Hello! I was wondering what are the good practices...
# questions
f
Hello! I was wondering what are the good practices about the Python classes in Kedro. For instance, in one of my nodes (define_text_processor) defined in nodes.py, I initialize an instance of a class (TextProcessor):
Copy code
def define_text_processor():
    transformations = [LowerText(), RemoveUniCode(), StopWordsRemoval(), Stemming()]
    text_processor = TextProcessor(transformations)

    return text_processor
Where should I put the code for the TextProcessor class definition?
Copy code
class TextProcessor:
    def __init__(self, transformations=None):
        if transformations is None:
            transformations = list()
        self.transformations = transformations

    def process_data(self, data: str):
        for transformation in self.transformations:
            data = transformation.process(data)
        return data

    def __repr__(self):
        return f'TextProcessor object with the following transformations: {[o.name for o in self.transformations]}'
In nodes.py (even though TextProcessor is not a node)?

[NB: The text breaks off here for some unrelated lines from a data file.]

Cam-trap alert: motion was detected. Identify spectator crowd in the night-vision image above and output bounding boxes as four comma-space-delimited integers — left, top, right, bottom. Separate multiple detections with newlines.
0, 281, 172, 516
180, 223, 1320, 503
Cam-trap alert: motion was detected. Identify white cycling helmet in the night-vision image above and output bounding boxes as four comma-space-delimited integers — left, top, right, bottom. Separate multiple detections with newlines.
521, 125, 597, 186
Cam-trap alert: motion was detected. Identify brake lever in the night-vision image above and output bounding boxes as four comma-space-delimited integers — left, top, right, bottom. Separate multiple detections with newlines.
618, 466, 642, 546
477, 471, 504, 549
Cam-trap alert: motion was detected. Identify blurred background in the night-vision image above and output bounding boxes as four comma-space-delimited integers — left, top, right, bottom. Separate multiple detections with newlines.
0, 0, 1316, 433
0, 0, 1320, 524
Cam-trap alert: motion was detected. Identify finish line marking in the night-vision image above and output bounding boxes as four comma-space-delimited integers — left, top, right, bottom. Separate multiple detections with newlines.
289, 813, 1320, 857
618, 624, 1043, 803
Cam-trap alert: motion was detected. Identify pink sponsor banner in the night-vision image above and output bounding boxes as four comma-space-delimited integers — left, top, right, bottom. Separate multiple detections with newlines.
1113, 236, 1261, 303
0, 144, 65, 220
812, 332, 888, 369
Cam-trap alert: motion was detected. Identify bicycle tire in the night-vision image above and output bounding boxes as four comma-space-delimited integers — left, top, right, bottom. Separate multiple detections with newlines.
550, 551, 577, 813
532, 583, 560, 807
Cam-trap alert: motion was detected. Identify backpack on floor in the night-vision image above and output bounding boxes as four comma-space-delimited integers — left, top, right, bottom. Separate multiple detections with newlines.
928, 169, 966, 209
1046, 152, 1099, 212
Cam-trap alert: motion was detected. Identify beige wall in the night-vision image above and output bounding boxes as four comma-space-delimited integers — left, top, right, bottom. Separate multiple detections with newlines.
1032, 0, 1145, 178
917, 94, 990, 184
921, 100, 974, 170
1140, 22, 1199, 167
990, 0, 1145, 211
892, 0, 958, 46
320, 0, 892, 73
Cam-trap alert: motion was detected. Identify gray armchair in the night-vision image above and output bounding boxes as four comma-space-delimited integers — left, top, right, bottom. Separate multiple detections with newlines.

Or should it be in the catalog? And isn't it an issue that we won't see the code of this class in Kedro viz? Thanks in advance!
1
m
Hi @Francis Duval, that's a good question and might come down to personal preference. I would create a separate python file
text_processor.py
and just import it in
nodes.py
Since it's not Node or Pipeline code it makes sense to me to keep it separate. If you don't have many nodes and
TextProcessor
is your only class, you could also decide to just keep it all in
nodes.py
. I would not keep it in the catalog. First of all, that's a
.yml
file so would make things complicated. Second of all, the catalog is really meant to keep all your input/output datasets used in your pipeline and this class isn't a dataset. With respect to Kedro Viz, it won't be an issue for the tool itself that you can't see the code, but the question is of course what you as a user want or expect. In Viz you don't see all code of your Kedro project, just the Nodes, and since
TextProcessor
isn't a node it wouldn't show, which to me personally makes sense. Hope this helps 🙂
f
Thank you so much Merel, it clarifies my questions a lot!